Next week, the ICA will unveil a pounds 2m multi-media centre within its listed Regency terrace home on the Mall in central London. The institute, which was founded 50 years ago, hopes that the project will cement its position at the cutting edge of experimental art.

The New Media Centre, as it is to be called, is the result of a sponsorship deal between the ICA and the computer company Sun Microsystems, which says it chose the institute as its partner because of their shared philosophy of innovation.

For purists, it may be hard to digest the idea of computers being used to create and exhibit art. But Philip Dodd, the ICA's director, says increasing numbers of artists are exploiting the new digital technologies and their limitless possibilities.

For creative technophiles, the computer can be either a tool or a medium.
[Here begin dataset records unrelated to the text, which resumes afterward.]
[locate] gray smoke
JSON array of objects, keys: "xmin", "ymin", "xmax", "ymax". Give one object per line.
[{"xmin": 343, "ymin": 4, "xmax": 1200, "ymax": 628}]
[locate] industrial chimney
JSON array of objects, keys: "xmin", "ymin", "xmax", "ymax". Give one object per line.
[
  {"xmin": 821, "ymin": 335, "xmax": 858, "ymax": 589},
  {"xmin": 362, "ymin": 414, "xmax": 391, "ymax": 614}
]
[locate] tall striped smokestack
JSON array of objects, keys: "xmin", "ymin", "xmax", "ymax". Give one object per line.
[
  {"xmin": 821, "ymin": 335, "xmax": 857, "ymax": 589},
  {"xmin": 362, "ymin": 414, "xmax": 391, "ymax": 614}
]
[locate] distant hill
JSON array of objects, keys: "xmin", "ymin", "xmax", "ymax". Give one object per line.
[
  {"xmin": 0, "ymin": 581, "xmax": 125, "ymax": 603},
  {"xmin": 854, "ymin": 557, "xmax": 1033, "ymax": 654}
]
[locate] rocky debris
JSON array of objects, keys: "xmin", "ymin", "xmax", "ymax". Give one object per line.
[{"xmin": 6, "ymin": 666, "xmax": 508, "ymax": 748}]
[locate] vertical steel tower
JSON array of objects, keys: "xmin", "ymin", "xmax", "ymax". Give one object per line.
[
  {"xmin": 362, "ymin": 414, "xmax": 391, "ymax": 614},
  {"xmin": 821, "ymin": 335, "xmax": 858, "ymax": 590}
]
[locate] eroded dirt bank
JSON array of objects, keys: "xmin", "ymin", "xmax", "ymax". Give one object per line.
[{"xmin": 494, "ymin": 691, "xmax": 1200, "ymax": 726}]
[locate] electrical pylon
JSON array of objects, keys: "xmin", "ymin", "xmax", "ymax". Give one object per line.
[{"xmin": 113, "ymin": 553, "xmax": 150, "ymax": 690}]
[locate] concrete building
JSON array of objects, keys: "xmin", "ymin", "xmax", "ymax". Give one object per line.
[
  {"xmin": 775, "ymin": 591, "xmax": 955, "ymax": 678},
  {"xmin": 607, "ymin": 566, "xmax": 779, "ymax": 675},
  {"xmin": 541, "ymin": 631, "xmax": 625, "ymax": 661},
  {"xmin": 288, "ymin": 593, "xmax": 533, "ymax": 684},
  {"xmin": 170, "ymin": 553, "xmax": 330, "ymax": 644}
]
Siobhan Hapaska, for instance, plans her sculpture by means of three- dimensional design drawings. For "Fast", a fibreglass piece which was recently exhibited at the ICA, she began by scanning images of a motorbike on to a computer.

By contrast, Stelarc, a performance artist, works exclusively within the digital arena. For one of his acts, he wires himself up to the Internet by means of steel implants in his arm, as well as a robotic third arm. When the implants are electronically triggered by his virtual audience, his muscles contract, resulting in an involuntary "dance" routine. Another artist who works mainly within the electronic medium is Miltos Manetas.

The New Media Centre will, for the first time, give artists access to technology normally used only by business, science and the military. Fast and powerful computers, combined with highly sophisticated software, could revolutionise work such as design, animation and image-making. The new technology will also be attractive to writers, film-makers and musicians.

Artists will be able to exhibit their work on a screen at the centre, as well as on a Website on the Internet, giving them a potentially vast audience.

But the project will also transform the whole way that the ICA functions. The institute's vast archive of video and audio-visual material will be available online. All of its future events will be fed in, digitised and broadcast over the Web.